Sunday, October 2, 2011

chapter 6 consumer decision making

On a rainy afternoon, as I was seating by my window reading the definition of subculture from my Kindle DX. I stared to wonder who the Kindle users are.

As a kindle owner myself, I analyzed the reasons why I got Kindle in the first place:
              As a student, I purchase second hand text book on amazon.com. When Kindle first came out, I saw the advertizing on the website. At the moment, I didn’t really pay much attention to it. Until one day (that was about 2 years ago) I saw one of them lying on my boyfriend’s bed, it’s smaller and lighter than what I had expected.

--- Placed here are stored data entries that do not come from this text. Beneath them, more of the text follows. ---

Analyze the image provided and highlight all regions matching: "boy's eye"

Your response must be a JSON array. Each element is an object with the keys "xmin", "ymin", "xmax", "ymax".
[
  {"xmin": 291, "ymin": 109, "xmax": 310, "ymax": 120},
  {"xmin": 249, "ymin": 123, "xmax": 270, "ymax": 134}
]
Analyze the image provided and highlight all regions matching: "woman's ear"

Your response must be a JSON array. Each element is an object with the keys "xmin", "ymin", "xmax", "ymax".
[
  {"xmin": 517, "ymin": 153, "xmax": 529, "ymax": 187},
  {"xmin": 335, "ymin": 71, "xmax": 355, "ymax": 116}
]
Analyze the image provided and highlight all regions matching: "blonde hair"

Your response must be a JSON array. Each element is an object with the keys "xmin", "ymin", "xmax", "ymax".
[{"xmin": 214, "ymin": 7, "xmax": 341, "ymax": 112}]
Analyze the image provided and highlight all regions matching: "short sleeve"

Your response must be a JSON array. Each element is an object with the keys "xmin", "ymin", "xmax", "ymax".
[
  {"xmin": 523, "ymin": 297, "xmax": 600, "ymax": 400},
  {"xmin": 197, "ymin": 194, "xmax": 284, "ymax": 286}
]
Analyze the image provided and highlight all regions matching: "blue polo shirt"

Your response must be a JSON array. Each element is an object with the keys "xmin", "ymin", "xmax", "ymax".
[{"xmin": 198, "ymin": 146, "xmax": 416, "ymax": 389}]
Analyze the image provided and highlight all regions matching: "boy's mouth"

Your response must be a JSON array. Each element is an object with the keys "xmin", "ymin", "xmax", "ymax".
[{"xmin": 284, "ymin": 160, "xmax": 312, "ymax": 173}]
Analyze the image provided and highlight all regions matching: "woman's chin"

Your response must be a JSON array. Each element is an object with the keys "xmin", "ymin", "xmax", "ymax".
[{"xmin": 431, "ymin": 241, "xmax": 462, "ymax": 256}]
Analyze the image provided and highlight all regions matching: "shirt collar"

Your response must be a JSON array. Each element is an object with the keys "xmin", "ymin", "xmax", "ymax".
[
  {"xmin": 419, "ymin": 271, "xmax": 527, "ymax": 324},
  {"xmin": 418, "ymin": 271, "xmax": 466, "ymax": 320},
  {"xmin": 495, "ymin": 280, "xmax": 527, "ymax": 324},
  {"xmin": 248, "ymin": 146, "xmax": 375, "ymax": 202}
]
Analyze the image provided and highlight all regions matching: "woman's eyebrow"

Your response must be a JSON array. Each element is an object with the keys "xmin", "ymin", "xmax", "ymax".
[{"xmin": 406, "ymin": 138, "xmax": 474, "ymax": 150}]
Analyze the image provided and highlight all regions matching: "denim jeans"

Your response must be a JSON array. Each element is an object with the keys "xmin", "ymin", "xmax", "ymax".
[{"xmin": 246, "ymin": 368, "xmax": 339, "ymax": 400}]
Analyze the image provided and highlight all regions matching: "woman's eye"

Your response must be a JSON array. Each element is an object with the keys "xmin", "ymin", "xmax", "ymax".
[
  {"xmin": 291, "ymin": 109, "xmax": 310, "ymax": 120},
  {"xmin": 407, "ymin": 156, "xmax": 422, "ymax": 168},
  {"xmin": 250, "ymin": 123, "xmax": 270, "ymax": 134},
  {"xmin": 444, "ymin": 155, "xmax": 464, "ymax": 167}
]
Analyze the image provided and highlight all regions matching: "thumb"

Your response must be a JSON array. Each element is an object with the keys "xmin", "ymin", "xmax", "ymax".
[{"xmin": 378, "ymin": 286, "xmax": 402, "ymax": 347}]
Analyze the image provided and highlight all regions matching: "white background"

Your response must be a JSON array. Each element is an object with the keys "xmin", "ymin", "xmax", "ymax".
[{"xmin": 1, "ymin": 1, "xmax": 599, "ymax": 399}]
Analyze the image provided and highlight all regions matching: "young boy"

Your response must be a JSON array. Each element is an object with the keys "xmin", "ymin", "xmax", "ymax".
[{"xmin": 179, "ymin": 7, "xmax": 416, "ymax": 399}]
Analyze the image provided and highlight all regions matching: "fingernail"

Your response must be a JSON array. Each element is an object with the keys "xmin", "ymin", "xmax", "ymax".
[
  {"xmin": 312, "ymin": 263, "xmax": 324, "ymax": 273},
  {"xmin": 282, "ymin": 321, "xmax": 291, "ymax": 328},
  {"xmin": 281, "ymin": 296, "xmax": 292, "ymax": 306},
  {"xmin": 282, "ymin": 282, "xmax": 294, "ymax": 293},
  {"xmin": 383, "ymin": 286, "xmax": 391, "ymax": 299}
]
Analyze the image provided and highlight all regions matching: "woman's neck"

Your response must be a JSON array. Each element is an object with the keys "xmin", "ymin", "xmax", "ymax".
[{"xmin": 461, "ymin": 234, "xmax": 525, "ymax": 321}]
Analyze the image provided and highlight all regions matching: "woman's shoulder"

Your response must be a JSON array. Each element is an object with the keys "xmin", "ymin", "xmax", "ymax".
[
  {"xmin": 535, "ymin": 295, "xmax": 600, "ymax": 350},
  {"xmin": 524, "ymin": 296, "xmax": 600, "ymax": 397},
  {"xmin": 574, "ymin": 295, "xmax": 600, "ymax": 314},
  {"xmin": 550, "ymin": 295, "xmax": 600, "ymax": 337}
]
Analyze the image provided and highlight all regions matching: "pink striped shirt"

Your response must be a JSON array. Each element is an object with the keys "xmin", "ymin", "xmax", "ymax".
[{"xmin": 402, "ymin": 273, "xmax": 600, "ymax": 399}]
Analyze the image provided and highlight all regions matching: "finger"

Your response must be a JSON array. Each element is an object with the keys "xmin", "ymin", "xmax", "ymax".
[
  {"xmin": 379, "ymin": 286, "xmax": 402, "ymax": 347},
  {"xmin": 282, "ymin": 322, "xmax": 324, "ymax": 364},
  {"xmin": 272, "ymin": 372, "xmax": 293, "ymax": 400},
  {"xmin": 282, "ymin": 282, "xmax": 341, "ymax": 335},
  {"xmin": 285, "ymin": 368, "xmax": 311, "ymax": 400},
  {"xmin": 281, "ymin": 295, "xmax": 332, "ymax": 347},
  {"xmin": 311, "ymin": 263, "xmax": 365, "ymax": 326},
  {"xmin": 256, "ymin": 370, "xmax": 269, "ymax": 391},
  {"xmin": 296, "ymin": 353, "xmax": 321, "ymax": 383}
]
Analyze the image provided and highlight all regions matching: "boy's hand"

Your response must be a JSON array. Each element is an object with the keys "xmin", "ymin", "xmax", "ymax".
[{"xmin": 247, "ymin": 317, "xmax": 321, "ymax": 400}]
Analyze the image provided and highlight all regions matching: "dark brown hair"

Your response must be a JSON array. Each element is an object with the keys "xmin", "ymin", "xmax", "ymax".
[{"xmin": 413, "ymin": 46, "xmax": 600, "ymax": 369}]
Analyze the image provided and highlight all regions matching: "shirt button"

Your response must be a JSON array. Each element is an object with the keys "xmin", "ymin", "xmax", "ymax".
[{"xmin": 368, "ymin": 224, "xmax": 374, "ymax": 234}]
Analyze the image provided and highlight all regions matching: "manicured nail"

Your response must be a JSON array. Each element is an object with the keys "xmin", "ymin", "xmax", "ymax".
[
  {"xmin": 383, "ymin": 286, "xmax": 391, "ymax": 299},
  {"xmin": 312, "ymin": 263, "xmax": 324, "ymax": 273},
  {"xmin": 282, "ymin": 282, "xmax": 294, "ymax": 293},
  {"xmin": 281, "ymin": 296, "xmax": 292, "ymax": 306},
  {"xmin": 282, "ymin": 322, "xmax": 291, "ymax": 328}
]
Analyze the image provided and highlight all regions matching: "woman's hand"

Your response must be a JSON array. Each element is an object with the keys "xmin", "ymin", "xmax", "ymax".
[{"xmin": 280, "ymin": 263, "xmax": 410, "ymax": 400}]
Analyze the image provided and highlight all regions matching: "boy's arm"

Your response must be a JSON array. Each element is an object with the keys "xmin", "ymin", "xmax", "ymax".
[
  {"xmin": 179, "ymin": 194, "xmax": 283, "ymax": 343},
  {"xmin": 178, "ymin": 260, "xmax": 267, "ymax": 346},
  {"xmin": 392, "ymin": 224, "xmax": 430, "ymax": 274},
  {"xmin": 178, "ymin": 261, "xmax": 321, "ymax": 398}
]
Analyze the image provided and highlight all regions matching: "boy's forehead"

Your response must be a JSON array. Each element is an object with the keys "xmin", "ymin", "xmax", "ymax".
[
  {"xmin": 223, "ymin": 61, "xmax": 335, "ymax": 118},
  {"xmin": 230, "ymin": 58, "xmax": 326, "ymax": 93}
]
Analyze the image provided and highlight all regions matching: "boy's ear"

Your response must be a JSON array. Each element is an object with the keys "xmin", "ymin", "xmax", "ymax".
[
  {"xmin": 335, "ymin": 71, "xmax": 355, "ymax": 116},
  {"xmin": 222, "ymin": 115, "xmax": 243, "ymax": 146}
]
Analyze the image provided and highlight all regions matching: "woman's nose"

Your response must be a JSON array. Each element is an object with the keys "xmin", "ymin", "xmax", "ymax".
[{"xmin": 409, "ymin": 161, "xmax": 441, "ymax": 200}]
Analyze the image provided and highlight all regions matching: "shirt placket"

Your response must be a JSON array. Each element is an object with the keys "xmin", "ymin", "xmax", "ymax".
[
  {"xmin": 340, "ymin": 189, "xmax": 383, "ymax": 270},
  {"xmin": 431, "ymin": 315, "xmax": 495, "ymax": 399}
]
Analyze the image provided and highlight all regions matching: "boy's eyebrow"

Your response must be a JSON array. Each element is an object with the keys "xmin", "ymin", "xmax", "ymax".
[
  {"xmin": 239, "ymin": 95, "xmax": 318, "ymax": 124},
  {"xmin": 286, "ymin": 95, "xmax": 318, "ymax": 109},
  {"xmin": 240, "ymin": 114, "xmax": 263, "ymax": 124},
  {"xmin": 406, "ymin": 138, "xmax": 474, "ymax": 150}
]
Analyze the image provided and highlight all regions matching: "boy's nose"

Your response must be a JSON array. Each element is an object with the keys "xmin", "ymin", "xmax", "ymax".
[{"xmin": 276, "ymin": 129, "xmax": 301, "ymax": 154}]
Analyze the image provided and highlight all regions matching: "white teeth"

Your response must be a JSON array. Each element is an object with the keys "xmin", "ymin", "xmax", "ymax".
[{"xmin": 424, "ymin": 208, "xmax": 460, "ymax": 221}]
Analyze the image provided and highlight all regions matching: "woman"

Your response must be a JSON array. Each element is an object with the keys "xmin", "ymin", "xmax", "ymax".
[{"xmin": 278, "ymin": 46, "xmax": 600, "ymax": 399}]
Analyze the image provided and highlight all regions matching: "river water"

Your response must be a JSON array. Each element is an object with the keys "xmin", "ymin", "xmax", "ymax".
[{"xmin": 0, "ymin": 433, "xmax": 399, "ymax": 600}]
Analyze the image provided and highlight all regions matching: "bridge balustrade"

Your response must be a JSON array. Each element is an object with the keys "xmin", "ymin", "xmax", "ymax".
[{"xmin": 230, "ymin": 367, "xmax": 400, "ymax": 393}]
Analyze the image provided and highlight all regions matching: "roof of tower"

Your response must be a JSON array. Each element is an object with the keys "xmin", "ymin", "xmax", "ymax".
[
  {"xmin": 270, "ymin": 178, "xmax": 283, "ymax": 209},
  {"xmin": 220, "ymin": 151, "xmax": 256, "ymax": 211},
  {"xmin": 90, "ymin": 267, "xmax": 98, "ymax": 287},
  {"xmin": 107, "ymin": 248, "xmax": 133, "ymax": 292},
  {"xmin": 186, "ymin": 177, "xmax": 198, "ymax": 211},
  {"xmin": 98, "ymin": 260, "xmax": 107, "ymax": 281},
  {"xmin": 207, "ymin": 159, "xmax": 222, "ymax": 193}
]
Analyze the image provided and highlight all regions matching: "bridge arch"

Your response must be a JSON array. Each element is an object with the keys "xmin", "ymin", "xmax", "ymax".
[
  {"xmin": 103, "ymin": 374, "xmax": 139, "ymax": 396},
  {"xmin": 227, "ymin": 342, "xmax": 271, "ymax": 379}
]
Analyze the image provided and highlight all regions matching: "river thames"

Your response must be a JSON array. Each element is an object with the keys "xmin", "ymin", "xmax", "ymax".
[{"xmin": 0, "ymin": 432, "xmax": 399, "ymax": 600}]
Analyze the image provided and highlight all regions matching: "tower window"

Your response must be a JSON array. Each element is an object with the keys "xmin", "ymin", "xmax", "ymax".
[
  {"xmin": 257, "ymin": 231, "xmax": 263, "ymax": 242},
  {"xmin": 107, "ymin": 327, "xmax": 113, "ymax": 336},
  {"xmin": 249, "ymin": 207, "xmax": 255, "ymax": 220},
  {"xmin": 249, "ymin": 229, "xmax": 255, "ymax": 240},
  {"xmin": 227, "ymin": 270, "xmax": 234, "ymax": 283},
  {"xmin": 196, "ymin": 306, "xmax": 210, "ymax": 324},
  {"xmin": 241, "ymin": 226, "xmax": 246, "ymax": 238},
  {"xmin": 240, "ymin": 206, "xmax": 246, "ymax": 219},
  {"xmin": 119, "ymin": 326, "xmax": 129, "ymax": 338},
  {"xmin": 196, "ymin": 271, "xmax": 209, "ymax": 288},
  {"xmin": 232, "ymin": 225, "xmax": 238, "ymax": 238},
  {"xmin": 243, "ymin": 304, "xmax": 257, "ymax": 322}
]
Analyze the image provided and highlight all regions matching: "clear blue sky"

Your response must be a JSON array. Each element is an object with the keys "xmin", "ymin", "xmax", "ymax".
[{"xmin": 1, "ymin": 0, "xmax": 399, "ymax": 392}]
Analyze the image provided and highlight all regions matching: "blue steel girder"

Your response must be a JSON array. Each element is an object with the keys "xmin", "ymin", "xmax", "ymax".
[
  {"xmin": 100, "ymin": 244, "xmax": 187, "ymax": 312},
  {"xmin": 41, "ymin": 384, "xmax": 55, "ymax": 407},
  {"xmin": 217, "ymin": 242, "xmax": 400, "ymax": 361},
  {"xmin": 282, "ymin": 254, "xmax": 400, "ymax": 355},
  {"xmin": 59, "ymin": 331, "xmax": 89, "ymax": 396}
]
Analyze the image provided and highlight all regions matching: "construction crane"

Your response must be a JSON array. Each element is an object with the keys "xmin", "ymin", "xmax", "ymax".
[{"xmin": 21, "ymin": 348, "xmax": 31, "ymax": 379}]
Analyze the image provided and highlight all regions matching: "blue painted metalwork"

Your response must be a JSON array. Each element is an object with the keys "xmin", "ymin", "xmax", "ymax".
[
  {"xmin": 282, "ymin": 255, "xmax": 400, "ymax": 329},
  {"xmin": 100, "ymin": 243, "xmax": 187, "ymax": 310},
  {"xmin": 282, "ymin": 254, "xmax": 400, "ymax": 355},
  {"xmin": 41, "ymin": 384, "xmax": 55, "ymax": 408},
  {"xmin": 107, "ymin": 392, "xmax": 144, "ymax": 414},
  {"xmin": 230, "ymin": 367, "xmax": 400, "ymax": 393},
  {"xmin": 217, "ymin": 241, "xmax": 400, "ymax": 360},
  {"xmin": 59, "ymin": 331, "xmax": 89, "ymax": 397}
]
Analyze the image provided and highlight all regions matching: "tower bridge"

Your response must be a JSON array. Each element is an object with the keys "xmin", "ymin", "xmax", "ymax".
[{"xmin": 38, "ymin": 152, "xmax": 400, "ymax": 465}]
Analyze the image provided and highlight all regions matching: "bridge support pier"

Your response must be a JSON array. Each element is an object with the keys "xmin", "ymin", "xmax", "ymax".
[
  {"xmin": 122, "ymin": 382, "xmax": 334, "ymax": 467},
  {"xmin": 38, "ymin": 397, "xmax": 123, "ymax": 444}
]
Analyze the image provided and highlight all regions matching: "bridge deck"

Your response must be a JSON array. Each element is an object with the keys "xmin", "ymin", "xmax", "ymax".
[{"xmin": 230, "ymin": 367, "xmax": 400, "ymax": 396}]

I went online to do some more research that day after I got home and made a decision to buy is because I m just so tired of carrying books with me on the train and not able to read it. (imagine a girl on the subway with a one shouldered hand bag filled with textbook; jacket and coffee in one hand and book in the other while she is trying to hold on to something and wondering if someone can just please turn the page for her )
its ever easy free standing in a subway cart.......
              After receiving my kindle, the first thing I did was to download a whole bunch of classics that I love but wasn’t able to get to for a long time. (Since I moved to my tinny apartment in New York, most of my books are either in my storage unit or at my parents’ house in PA.) Getting back in touch with my dearest friend like Jane Austin for free wasn’t even the greatest news, what really got me committed to this long term relationship with Kindle was the prices on my text books. For example, paying only $18 for a book that retails $98(even the second hands sales about $45). Even though not all my text books are available in Kindle form, the space it saved on my shelves and the portability of it makes me smile every day.
 What I realized is that all those problems that Kindle salved for me, like no storage space; hard to carry; price factors; no time to go to a book store or just simply don’t want to wait for shipping, were problems that a lot my fellow New Yorkers face every day too. And if getting a kindle salved those problems for me, it would do the same for them too!
Now, it’s almost imposable to not to see a kindle when you get on a subway cart. And what you see is normally a young professional rushing from point A to point B every day yet not willing to give up their reading time. Kindle has become a label for a subculture of modern; knowledge craving people in our generation.